2011年11月6日日曜日

グローバル化とフェアネス

 久しぶりに「マル激トーク・オン・ディマンド 第550回(2011年10月29日)」を見て、グローバル化に対する宮台・萱野氏の視点と、ちょっと前からブログに書いていた私の視点やニュアンスがだいぶ違うという事に気付いてショックを受けた。私自身は宮台・萱野氏の論説は前からずっと好きなのだが、それでもこれだけ考えが違うのかという事に驚いた。また私が問題提起していた内容というのが、それぐらい特殊な事だったのかなと考えさせられた。

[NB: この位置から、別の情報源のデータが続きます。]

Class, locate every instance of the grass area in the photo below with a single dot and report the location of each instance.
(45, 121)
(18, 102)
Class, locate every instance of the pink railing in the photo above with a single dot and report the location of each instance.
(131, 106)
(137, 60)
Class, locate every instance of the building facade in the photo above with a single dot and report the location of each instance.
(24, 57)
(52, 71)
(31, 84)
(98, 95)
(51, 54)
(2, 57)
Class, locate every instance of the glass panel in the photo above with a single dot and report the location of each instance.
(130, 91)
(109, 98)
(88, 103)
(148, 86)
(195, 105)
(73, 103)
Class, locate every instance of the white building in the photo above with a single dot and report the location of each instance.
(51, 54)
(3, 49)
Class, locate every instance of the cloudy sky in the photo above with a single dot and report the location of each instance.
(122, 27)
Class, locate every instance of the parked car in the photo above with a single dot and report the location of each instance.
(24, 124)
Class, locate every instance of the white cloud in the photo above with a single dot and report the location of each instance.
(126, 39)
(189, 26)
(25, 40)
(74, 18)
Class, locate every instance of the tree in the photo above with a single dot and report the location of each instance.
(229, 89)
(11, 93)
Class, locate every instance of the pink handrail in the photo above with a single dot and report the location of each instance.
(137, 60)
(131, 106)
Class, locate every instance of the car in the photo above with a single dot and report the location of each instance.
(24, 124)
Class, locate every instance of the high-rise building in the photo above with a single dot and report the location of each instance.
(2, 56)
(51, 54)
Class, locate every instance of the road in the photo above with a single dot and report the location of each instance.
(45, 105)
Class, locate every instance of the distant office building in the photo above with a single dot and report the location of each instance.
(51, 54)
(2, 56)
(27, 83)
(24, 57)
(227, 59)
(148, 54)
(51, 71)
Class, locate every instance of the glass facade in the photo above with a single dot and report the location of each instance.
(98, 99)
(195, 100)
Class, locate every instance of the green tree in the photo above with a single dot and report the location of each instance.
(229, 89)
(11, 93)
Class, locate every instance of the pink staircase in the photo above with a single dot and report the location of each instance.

 ではそもそもどこに違和感を感じたかというと、菅野氏が指摘するグローバル化の問題とは、つまりは各国の経済、ひいては各国間の経済格差の問題という指摘だった。グローバル化を推進すれば、安い労働力との競争で国内経済は苦しくなる、しかし世界全体で見れば経済格差を減らす事になる。だからグローバル化は必然的な流れであって、あとは過激な変化をどうやって緩めるか、自国の経済をどのように守るかをナショナリスト的な視点からも考える必要があるだろうといった論説だった。
 別にいっている事に間違いはない。しかし私はこの議論の展開にどうしても強い違和感を覚えた。「ああ、こんなに実は視点が違ってたんだ」という驚きもあった。そこで改めて気がついたのだが、私が何回かブログで指摘してきたグローバル化の問題とは「経済問題」を指しているのではなく、だから菅野氏の論説に強い違和感を覚えたということだ。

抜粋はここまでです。